Did you know you can sign up your kids for classes on how to become a bicycle commuter through the YMCA in San Francisco? A little myth busting group-style. Maybe by the time these kids are teenagers they will have a completely transformed city that riding a bicycle in will be simple fact of life and not something to blog about.


  1. The endurance and speed of children always surprises me. I started riding with my granddaughter before preschool while she was still on a tricycle. We had a mile track around through the neighborhood and she consistently averaged 8 mph and got bored before she got tired.
    When I last rode with her she rode a single speed always faster than I but she is patient and waits for me.

  2. I hope bicycling will always be interesting enough to blog about! But I know what you mean about the culture changing. I don't have kids yet, but probably will in the (relatively) near future. I know that many of the changes I'll see will be incremental, but hopefully my children and their children will have a safer environment and maybe even realize zero-fatality roads.

  3. Teaching kids to ride is the patriotic thing to do! Val

  4. There's some other families I've seen around our suburban neighborhood out on rides with kids, getting them accustomed to riding in the street. Usually I've seen them back in the areas where houses are still being built, so traffic is lighter or non-existent, so it's a perfect place to start. I hope to begin riding like that with my kids in the next year or two.

  5. This is so great to read!! Go Declan! He should be proud. That is a really great way to rig up his bike on the Xtracycle too- good options for getting around!

    We live in Portland, Maine, and have been teaching our 4.5 yr old son the rules of the road this year. He gets tons of positive feedback from people we meet on our way. Its been fantastic. It starts to get dark here around 4:30 these days so we rigged up lights on his little bike for our late afternoon bike rides up to the playground. Its a short distance, but so helpful to teach him how to be safe and stick close to me, etc.

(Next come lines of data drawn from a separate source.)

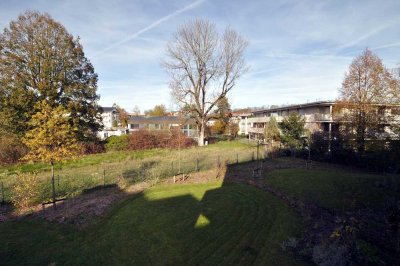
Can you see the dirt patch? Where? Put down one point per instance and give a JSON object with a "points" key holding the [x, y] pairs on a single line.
{"points": [[80, 210]]}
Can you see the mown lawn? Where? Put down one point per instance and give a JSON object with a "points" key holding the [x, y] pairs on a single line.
{"points": [[91, 171], [204, 224], [336, 189]]}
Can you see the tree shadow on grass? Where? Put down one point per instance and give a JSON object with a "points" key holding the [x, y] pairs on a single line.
{"points": [[191, 224]]}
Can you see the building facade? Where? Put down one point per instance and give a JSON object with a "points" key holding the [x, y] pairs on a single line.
{"points": [[109, 118], [187, 126], [318, 117]]}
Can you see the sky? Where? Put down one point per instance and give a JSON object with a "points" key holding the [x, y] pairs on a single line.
{"points": [[298, 51]]}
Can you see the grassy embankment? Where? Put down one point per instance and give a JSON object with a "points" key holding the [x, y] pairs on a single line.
{"points": [[206, 224], [90, 171]]}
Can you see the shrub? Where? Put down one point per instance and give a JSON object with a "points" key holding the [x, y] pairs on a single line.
{"points": [[11, 149], [117, 143], [26, 190], [146, 139], [92, 147]]}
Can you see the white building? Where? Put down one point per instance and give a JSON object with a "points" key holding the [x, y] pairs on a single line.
{"points": [[318, 117], [109, 117], [242, 120]]}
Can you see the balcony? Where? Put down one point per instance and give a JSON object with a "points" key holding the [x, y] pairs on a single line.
{"points": [[256, 130]]}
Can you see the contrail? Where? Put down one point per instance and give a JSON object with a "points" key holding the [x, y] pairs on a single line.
{"points": [[152, 25]]}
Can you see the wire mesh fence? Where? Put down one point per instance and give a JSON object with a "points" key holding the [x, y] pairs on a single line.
{"points": [[72, 181]]}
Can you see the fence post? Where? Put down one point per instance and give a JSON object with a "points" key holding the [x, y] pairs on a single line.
{"points": [[258, 148], [2, 192], [53, 192], [104, 178]]}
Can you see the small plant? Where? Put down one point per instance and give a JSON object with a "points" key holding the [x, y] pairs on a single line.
{"points": [[26, 190]]}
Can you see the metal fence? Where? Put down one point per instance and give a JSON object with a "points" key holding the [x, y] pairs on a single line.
{"points": [[70, 182]]}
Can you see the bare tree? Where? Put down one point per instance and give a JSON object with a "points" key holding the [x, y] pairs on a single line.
{"points": [[204, 66], [367, 90]]}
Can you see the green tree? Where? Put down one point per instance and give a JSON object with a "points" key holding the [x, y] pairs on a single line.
{"points": [[293, 131], [272, 132], [366, 86], [123, 116], [158, 110], [51, 138], [40, 60]]}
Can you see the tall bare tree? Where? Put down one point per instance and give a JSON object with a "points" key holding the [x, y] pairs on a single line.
{"points": [[204, 66], [367, 90]]}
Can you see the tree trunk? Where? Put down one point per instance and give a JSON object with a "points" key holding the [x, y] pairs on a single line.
{"points": [[53, 187], [201, 136]]}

    As a parent, I feel that learning the rules of the road on a bike is in the same category as learning how to swim. Its just the responsible thing to do as a parent, in a city or anywhere really.

    Great post! Thanks for the myth-busting!

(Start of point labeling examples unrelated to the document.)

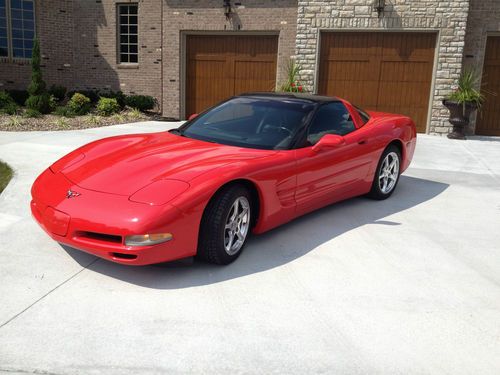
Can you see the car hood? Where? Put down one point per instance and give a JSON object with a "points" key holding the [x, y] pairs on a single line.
{"points": [[123, 165]]}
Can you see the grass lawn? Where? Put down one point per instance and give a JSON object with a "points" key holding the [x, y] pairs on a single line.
{"points": [[54, 122], [5, 175]]}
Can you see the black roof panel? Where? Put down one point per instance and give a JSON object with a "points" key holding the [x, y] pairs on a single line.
{"points": [[309, 97]]}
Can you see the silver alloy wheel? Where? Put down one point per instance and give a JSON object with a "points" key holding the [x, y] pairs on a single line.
{"points": [[237, 225], [389, 172]]}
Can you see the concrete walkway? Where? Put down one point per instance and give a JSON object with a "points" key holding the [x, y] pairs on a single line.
{"points": [[410, 285]]}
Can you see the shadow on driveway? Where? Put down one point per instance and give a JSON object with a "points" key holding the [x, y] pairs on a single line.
{"points": [[277, 247]]}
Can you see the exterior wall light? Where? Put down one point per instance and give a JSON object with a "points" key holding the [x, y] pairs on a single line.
{"points": [[379, 6], [227, 8]]}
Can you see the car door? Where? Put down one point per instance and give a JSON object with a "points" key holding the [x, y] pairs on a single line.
{"points": [[334, 173]]}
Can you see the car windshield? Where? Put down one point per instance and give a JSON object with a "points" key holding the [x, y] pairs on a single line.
{"points": [[263, 123]]}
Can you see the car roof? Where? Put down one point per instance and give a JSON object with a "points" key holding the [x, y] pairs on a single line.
{"points": [[291, 95]]}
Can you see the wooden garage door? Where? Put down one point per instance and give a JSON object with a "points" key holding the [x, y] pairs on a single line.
{"points": [[389, 72], [488, 121], [219, 66]]}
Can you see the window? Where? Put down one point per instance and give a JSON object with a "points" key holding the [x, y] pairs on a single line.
{"points": [[17, 28], [332, 118], [364, 116], [128, 34]]}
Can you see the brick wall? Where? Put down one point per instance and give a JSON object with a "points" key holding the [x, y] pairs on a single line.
{"points": [[447, 17], [208, 16], [55, 37], [95, 48], [483, 20]]}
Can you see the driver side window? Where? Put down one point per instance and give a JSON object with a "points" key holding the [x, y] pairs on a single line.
{"points": [[332, 118]]}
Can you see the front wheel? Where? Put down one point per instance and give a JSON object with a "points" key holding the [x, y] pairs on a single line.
{"points": [[387, 174], [225, 225]]}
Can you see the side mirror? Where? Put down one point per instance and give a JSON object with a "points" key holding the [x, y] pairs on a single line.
{"points": [[328, 141]]}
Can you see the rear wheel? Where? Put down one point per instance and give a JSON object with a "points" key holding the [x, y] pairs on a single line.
{"points": [[387, 174], [225, 225]]}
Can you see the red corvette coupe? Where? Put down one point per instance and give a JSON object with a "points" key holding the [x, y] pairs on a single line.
{"points": [[250, 163]]}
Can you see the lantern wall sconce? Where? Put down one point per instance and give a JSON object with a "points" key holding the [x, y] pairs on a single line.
{"points": [[379, 6], [227, 8]]}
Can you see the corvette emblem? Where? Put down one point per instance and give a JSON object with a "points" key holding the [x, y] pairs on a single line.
{"points": [[72, 194]]}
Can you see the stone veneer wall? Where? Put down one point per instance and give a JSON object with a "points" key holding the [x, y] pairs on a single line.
{"points": [[484, 20], [448, 17]]}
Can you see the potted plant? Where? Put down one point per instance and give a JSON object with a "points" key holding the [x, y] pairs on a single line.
{"points": [[463, 102], [292, 83]]}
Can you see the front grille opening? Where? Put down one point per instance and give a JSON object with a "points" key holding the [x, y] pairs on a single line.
{"points": [[123, 256], [101, 237]]}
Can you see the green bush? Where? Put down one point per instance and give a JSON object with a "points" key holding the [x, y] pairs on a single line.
{"points": [[141, 102], [37, 85], [5, 99], [32, 113], [58, 92], [19, 96], [39, 99], [10, 108], [107, 106], [41, 103], [93, 95], [64, 111], [79, 104], [118, 95]]}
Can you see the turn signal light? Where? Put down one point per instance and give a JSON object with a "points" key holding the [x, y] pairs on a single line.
{"points": [[147, 239]]}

  6. Great article this! Thanks on behalf of all parents with young kids. (psssst ...pssst .. I'm not married & am still available :p :D)

    Declan, you're adorable and wonderful! ;)

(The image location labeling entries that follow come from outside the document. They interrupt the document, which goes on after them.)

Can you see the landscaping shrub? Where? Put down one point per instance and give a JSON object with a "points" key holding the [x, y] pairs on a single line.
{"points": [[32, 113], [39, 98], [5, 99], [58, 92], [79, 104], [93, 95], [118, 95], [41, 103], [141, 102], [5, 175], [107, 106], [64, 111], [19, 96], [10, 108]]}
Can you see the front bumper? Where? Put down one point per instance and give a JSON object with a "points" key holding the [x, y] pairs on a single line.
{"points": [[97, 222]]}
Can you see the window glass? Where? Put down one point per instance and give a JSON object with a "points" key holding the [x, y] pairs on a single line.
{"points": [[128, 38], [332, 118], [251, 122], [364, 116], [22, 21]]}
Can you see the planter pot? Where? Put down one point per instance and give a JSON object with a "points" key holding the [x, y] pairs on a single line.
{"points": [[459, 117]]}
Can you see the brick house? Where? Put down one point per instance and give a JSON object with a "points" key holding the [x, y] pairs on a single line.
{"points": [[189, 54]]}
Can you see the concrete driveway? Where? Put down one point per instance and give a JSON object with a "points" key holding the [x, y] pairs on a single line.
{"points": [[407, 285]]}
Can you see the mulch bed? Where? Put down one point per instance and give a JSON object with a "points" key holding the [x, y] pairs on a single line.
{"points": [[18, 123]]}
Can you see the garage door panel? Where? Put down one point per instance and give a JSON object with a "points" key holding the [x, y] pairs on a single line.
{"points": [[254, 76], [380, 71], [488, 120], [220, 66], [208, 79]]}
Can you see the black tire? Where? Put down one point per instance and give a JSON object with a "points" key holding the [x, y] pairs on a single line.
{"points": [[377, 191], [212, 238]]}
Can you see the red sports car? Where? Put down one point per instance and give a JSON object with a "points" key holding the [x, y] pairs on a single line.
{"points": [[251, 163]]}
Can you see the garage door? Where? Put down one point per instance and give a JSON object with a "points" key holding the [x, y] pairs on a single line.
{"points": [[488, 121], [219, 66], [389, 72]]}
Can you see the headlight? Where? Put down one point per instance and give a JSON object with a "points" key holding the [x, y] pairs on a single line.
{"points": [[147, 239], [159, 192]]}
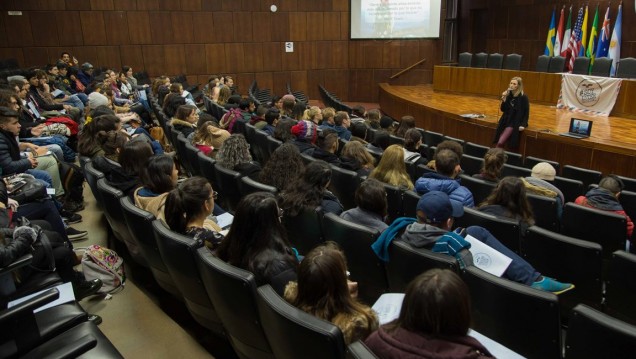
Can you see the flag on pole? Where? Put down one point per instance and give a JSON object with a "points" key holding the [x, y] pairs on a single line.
{"points": [[549, 42], [575, 40], [590, 51], [583, 37], [603, 39], [565, 49], [558, 40], [615, 44]]}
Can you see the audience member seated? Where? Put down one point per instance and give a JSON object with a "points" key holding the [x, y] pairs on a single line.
{"points": [[185, 119], [187, 209], [412, 143], [323, 290], [234, 154], [391, 169], [124, 161], [284, 167], [306, 133], [606, 197], [355, 158], [373, 119], [88, 144], [371, 205], [406, 123], [431, 229], [327, 146], [447, 166], [539, 183], [446, 145], [381, 140], [342, 123], [434, 321], [310, 191], [257, 242], [494, 160], [508, 200], [272, 117]]}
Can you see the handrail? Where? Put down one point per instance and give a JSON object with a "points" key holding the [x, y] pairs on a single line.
{"points": [[407, 69]]}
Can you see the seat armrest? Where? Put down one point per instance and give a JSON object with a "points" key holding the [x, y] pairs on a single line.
{"points": [[18, 263]]}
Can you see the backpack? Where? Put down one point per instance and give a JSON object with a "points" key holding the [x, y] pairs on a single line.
{"points": [[105, 264]]}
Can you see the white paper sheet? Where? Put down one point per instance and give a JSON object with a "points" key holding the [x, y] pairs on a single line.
{"points": [[487, 258]]}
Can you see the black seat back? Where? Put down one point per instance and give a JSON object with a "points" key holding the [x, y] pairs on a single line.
{"points": [[502, 309], [295, 334], [227, 186], [621, 286], [605, 228], [592, 334], [407, 262], [561, 256], [344, 184], [365, 266], [178, 253], [304, 230], [233, 292], [506, 230]]}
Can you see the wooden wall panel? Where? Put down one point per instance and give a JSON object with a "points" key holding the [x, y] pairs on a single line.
{"points": [[139, 27], [117, 24], [93, 27]]}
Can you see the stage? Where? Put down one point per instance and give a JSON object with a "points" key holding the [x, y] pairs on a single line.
{"points": [[610, 149]]}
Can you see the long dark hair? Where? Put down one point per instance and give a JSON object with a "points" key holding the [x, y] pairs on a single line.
{"points": [[185, 203], [436, 303], [308, 190], [157, 174], [511, 194], [256, 229]]}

    @ Maryann :"As a parent, I feel that learning the rules of the road on a bike is in the same category as learning how to swim. Its just the responsible thing to do as a parent, in a city or anywhere really."

    Thanks for this paragraph.
    Yes, parents have to be responsiible for their children and guide ('teach') them to recognise what is right and what is wrong, when they are young.
    Neglect this duty, their children may grow up to be self-centred & irresponsible adults and a liability unto themselves and others around them.

  7. Fantastic! Thanks for sharing.

    Imagine what those kids are missing who are brought everywhere by car and don’t know anything about traffic rules.